Le chef de l’ONU a appelé à « se serrer les coudes et à se protéger mutuellement » dans un monde ou « la haine, l'antisémitisme, le racisme et la xénophobie envers les musulmans ne cessent de croître ». « La propagande haineuse entre dans le courant dominant et se propage comme une traînée de poudre par le biais des médias sociaux et de la radio… dans les démocraties libérales aussi bien que dans les États autoritaires ».

« Lorsque des personnes sont attaquées, physiquement, verbalement ou sur les médias sociaux, en raison de leur race, de leur religion ou de leur appartenance ethnique, toute la société est affaiblie », a affirmé António Guterres. Il a regretté que « ces forces obscures » menacent les valeurs démocratiques, la stabilité sociale et la paix, stigmatisant les femmes, les minorités, les migrants et les réfugiés.

« Nous avons tous un rôle à jouer pour réparer les fissures et mettre fin à la polarisation qui sont si répandues dans nombre de nos sociétés aujourd'hui », a-t-il soutenu, appelant à « contrer et rejeter les personnalités religieuses et politiques qui exploitent les différences ».

Alliance des religions

Le chef de l’ONU s’est dit encouragé par le geste de fraternité interconfessionnelle du grand imam d'Al-Azhar, Cheikh Ahmed al-Tayeb, et du pape François qui se sont donné la main à Abou Dhabi en février.

 Rien ne justifie le terrorisme, et il devient particulièrement hideux lorsque la religion est invoquée.

António Guterres a affirmé que l’ONU allait faire de son mieux pour que le texte signé par les deux grands leaders religieux sur « la fraternité humaine pour la paix mondiale et le vivre ensemble », qui appelle les dirigeants religieux et politiques à mettre fin aux guerres, aux conflits et à la dégradation de l'environnement, « aille partout et soit vu par tous ».
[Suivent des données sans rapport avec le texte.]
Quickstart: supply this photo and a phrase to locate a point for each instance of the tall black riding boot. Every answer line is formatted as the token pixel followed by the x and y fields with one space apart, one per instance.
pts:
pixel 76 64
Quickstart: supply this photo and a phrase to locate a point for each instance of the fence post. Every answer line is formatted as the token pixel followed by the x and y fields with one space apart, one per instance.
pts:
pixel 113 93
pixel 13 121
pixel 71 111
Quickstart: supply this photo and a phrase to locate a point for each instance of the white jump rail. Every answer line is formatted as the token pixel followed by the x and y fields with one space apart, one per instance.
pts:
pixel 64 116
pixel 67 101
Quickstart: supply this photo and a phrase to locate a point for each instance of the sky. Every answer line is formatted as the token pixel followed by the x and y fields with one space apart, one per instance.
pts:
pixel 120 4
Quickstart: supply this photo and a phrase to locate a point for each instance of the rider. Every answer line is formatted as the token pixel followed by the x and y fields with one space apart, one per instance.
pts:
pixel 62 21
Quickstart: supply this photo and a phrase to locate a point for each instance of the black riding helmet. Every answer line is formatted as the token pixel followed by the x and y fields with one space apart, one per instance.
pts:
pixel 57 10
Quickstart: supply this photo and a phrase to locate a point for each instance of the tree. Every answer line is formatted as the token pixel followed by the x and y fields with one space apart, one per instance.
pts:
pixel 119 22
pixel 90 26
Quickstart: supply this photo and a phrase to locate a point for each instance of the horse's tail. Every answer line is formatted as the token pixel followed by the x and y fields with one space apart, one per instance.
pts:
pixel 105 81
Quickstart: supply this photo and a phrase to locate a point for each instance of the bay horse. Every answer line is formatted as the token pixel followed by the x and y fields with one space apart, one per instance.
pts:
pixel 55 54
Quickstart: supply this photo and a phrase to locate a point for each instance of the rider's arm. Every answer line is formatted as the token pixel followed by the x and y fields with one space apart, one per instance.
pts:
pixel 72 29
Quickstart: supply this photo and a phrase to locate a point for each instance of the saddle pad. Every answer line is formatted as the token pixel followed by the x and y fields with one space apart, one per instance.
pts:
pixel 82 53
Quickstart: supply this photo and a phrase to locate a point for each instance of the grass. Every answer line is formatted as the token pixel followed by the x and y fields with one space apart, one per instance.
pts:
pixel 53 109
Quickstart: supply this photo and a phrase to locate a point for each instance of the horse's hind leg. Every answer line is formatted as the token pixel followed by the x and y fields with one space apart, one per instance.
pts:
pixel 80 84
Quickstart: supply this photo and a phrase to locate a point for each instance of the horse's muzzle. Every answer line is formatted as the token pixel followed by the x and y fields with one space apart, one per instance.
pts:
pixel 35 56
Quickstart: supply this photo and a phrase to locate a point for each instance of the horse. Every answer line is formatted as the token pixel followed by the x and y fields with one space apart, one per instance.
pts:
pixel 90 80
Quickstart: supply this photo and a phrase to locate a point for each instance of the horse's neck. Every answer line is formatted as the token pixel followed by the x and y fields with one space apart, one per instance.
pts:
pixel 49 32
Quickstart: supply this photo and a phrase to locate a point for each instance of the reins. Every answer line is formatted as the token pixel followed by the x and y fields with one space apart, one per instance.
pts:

Ce document appelle également les chrétiens et les musulmans à se reconnaître et à se respecter mutuellement et à travailler ensemble pour le bien de l'humanité.

Le Secrétaire général a salué l'appel lancé par le grand Imam aux musulmans du Moyen-Orient pour qu'ils protègent les communautés chrétiennes et les initiatives prises par Al-Azhar pour promouvoir « le vrai visage de l'islam et lutter contre les philosophies extrémistes violentes et la propagande terroriste ». « Rien ne justifie le terrorisme, et il devient particulièrement hideux lorsque la religion est invoquée », a martelé M. Guterres.

Les ODD, clef d’une société inclusive

Le Secrétaire général a invité l’audience à se demander « pourquoi tant de gens se sentent exclus » et « pourquoi ils sont tentés par des messages extrêmes d'intolérance les uns contre les autres ».

« En fin de compte, nous devons tous travailler ensemble dans notre intérêt collectif », a-t-il estimé. « C'est le raisonnement qui sous-tend le Programme des Nations Unies pour 2030 et ses objectifs de développement durable (ODD) - le plan d'action mondial pour une mondialisation équitable et une société inclusive et prospère ». 

« Oui, nous avons des religions, des cultures et des histoires différentes, mais nous sommes tous liés par notre humanité commune. Au lieu de nous attarder sur nos différences, concentrons-nous sur ce qui nous unit et travaillons ensemble pour un avenir meilleur pour tous, partout », a conclu António Guterres.